Dry mouth also known as Xerostomia occurs when there is a decrease of saliva in the mouth. There are a number of reasons for this, and sometimes you may not even notice. Xerostomia (dry mouth) can range from slight to severe. Even if you don’t notice your dry mouth, your dentist or hygienist might. Some of the more common causes of dry mouth are:
- Side effect of medications
- Head & neck radiation
- result of disease ( i.e., Sjogren’s Syndrome, Hypertension, Diabetes, HIV/AIDS,
Hepatitis C and/or Lymphoma)
- Mouth breathing
Saliva plays a very important role in the oral cavity. It is important to keep the tissue moist and lubricated which helps prevent disease. Saliva acts as a buffer to acids in the mouth which also helps to prevent decay. It also assists with chewing, talking and your ability to swallow. When saliva is decreased, we are at a much greater risk of developing tooth decay.

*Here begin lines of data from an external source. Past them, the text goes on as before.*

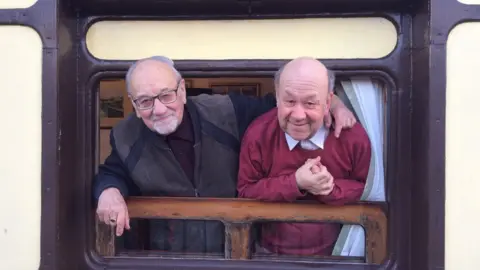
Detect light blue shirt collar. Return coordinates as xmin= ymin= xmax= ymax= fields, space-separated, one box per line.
xmin=285 ymin=126 xmax=328 ymax=151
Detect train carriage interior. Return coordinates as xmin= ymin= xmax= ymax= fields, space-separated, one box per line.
xmin=97 ymin=75 xmax=391 ymax=262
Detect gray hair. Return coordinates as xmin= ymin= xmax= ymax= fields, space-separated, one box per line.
xmin=125 ymin=55 xmax=182 ymax=94
xmin=273 ymin=65 xmax=335 ymax=92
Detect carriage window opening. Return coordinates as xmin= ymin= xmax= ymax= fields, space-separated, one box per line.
xmin=95 ymin=77 xmax=388 ymax=262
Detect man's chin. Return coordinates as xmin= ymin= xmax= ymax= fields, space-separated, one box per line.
xmin=153 ymin=120 xmax=179 ymax=136
xmin=287 ymin=132 xmax=310 ymax=141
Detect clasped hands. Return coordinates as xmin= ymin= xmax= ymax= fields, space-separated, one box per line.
xmin=295 ymin=157 xmax=335 ymax=196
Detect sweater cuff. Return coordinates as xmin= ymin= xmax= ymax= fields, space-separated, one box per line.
xmin=320 ymin=184 xmax=339 ymax=203
xmin=93 ymin=178 xmax=128 ymax=203
xmin=287 ymin=173 xmax=307 ymax=201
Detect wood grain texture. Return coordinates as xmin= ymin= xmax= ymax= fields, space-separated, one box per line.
xmin=97 ymin=197 xmax=387 ymax=264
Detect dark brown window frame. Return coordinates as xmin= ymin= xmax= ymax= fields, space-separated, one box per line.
xmin=81 ymin=68 xmax=398 ymax=269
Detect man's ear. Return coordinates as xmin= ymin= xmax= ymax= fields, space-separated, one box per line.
xmin=177 ymin=79 xmax=187 ymax=104
xmin=325 ymin=92 xmax=333 ymax=112
xmin=128 ymin=95 xmax=141 ymax=118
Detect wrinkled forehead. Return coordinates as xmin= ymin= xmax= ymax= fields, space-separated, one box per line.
xmin=276 ymin=76 xmax=328 ymax=99
xmin=131 ymin=66 xmax=178 ymax=97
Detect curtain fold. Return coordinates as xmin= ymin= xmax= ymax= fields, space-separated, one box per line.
xmin=332 ymin=77 xmax=386 ymax=256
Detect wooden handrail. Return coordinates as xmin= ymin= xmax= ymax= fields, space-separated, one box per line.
xmin=97 ymin=197 xmax=387 ymax=264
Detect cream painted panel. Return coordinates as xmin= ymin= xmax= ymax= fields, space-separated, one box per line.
xmin=86 ymin=18 xmax=397 ymax=60
xmin=0 ymin=0 xmax=38 ymax=9
xmin=458 ymin=0 xmax=480 ymax=5
xmin=445 ymin=23 xmax=480 ymax=270
xmin=0 ymin=26 xmax=42 ymax=270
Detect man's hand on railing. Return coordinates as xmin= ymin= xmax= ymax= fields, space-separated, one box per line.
xmin=97 ymin=188 xmax=130 ymax=236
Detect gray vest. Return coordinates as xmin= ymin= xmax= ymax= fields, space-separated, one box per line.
xmin=112 ymin=94 xmax=240 ymax=253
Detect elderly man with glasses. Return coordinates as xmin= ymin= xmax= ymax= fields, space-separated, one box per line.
xmin=93 ymin=56 xmax=356 ymax=253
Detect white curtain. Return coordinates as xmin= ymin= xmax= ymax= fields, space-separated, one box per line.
xmin=332 ymin=77 xmax=386 ymax=256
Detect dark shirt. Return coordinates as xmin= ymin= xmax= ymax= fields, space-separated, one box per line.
xmin=166 ymin=109 xmax=195 ymax=185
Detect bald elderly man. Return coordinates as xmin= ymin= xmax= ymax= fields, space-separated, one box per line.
xmin=93 ymin=56 xmax=355 ymax=253
xmin=238 ymin=57 xmax=371 ymax=255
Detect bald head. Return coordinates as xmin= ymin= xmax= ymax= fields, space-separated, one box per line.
xmin=275 ymin=57 xmax=334 ymax=140
xmin=125 ymin=56 xmax=187 ymax=135
xmin=274 ymin=57 xmax=335 ymax=92
xmin=125 ymin=56 xmax=182 ymax=94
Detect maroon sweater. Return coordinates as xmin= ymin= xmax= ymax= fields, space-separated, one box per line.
xmin=238 ymin=108 xmax=371 ymax=255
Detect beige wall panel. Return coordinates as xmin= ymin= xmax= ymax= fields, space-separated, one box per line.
xmin=0 ymin=0 xmax=37 ymax=9
xmin=86 ymin=18 xmax=397 ymax=60
xmin=0 ymin=26 xmax=42 ymax=270
xmin=445 ymin=23 xmax=480 ymax=270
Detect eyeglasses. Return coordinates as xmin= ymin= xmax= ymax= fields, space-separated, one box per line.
xmin=133 ymin=82 xmax=180 ymax=110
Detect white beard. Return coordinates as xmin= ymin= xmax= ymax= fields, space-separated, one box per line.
xmin=152 ymin=115 xmax=180 ymax=135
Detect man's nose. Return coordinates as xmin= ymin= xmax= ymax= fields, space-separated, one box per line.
xmin=153 ymin=98 xmax=168 ymax=115
xmin=290 ymin=104 xmax=307 ymax=120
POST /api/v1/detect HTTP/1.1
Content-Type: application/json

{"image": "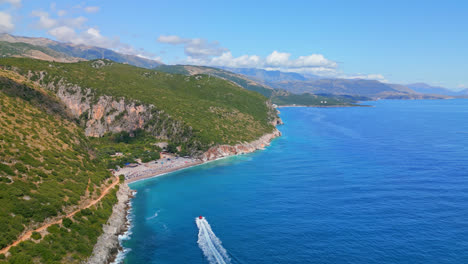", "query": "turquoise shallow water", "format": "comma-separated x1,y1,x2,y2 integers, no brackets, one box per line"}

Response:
124,100,468,263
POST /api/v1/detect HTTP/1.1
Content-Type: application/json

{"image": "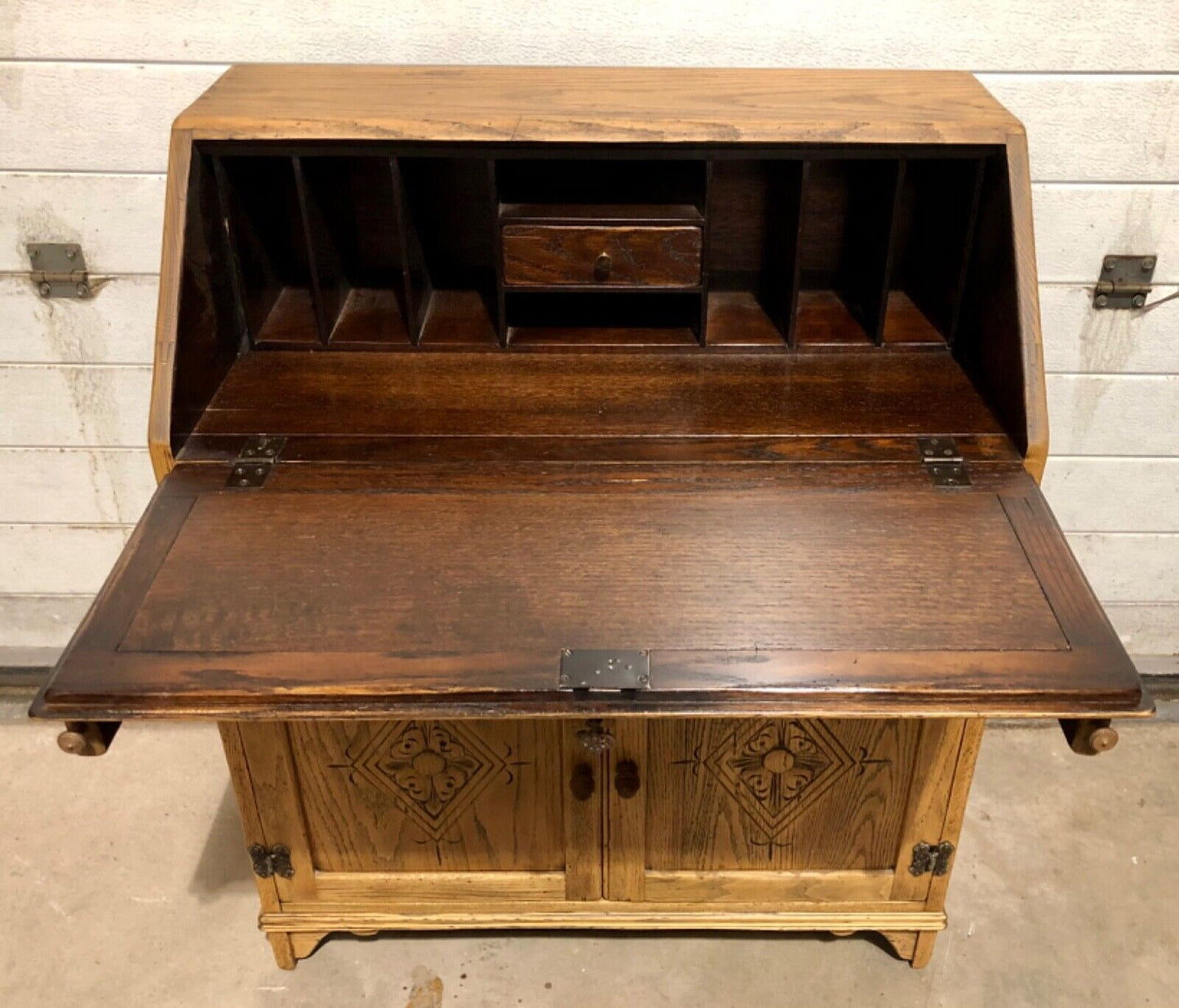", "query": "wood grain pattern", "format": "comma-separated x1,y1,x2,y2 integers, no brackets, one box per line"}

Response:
644,868,902,909
290,719,565,872
120,489,1066,655
646,719,917,871
503,224,702,287
561,721,606,904
34,464,1141,721
602,718,658,902
891,718,965,899
177,64,1020,143
197,351,1004,437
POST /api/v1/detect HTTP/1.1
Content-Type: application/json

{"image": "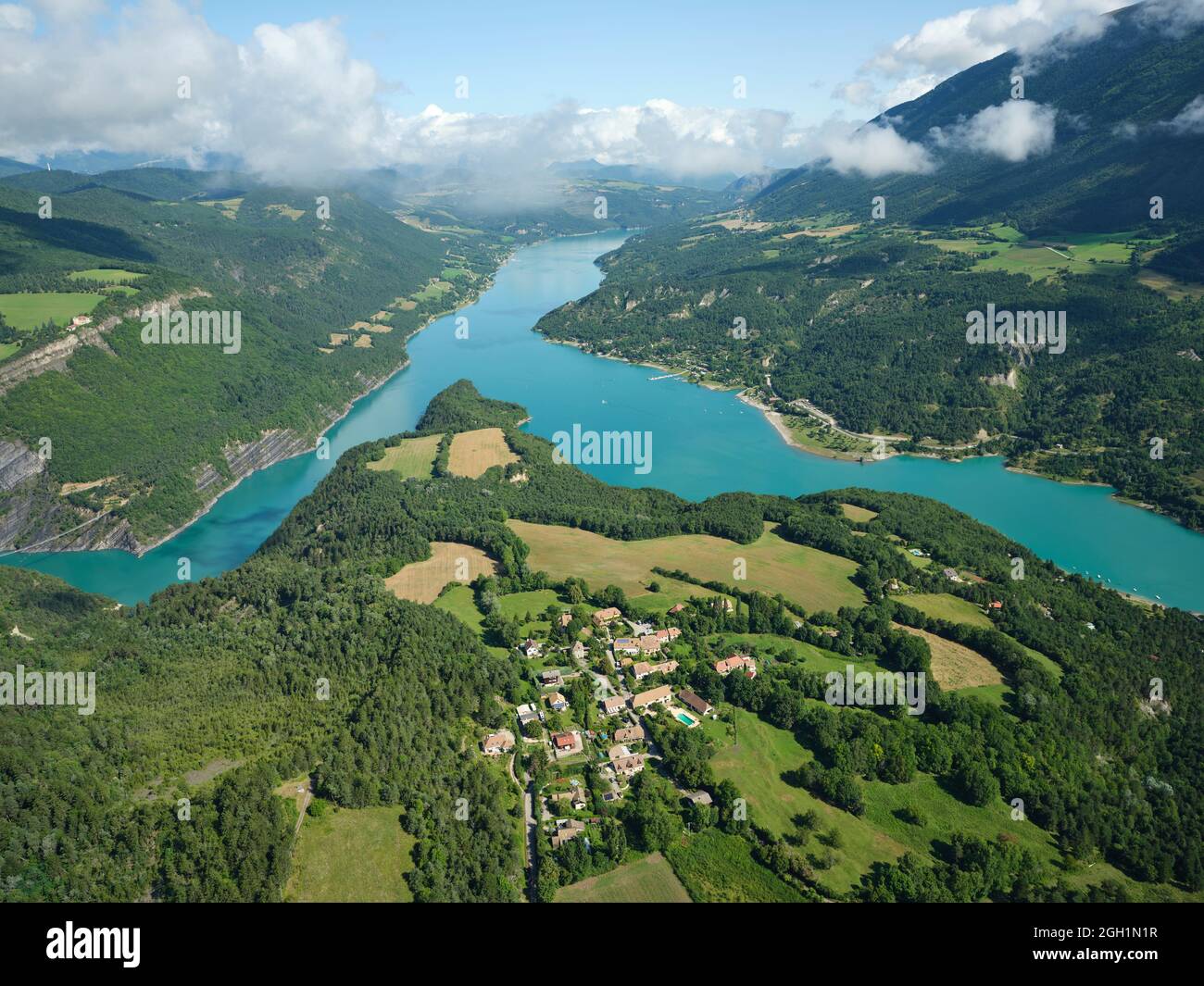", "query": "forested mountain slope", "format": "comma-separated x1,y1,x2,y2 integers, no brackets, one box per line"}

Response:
0,168,505,550
754,3,1204,232
537,2,1204,529
0,383,1204,901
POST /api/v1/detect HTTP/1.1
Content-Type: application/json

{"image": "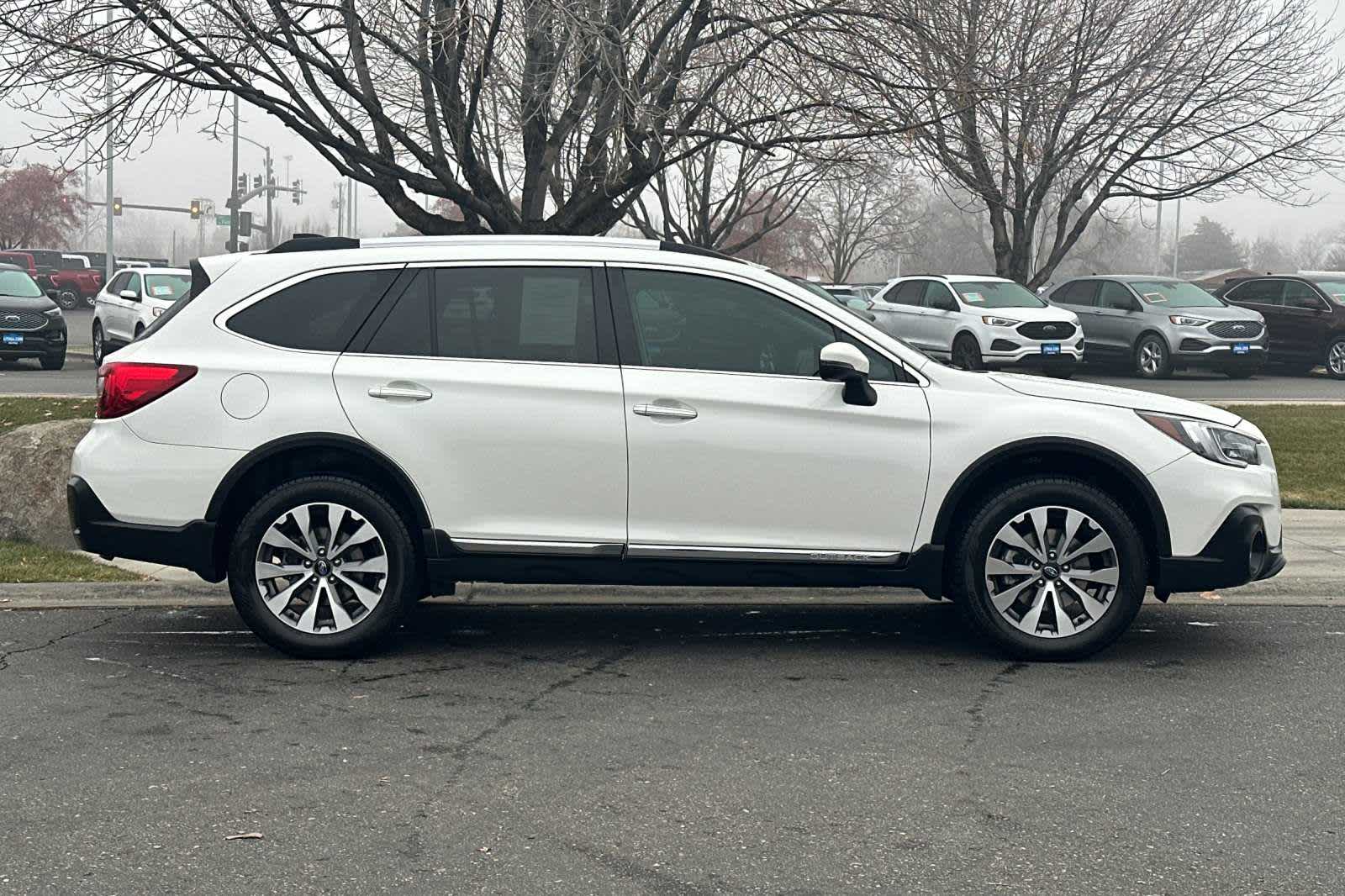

Treatment for xerostomia requires identifying the cause. If it’s due to a medication side effect, your dentist and/or hygienist can work with your physician to find a good alternative. If you’re a mouth breather, possible referral to an ENT may be helpful. Xerostomia as a result of smoking would be helped by smoking cessation. If there isn’t much to be done to “cure” the dry mouth, there are steps that need to be taken to decrease the occurrence of decay at a high rate. These include but are not limited to:
- Increasing fluoride via: Clinpro toothpaste, an Oral rinse such a Biotene and/or fluoride take home trays.
- Maintaining periodic hygiene visits
- Using a source of xylitol
- Increasing water consumption
- Practicing good oral hygiene
- Managing diet to decrease sugar intake.
When we do not address dry mouth, an individual may go from no cavities to many cavities in a matter of months, and from there the decay is much harder to control. If you suspect you have dry mouth whether or not you know the cause, bring it up at your next dental visit. The sooner it is addressed the better we are able to preserve your teeth!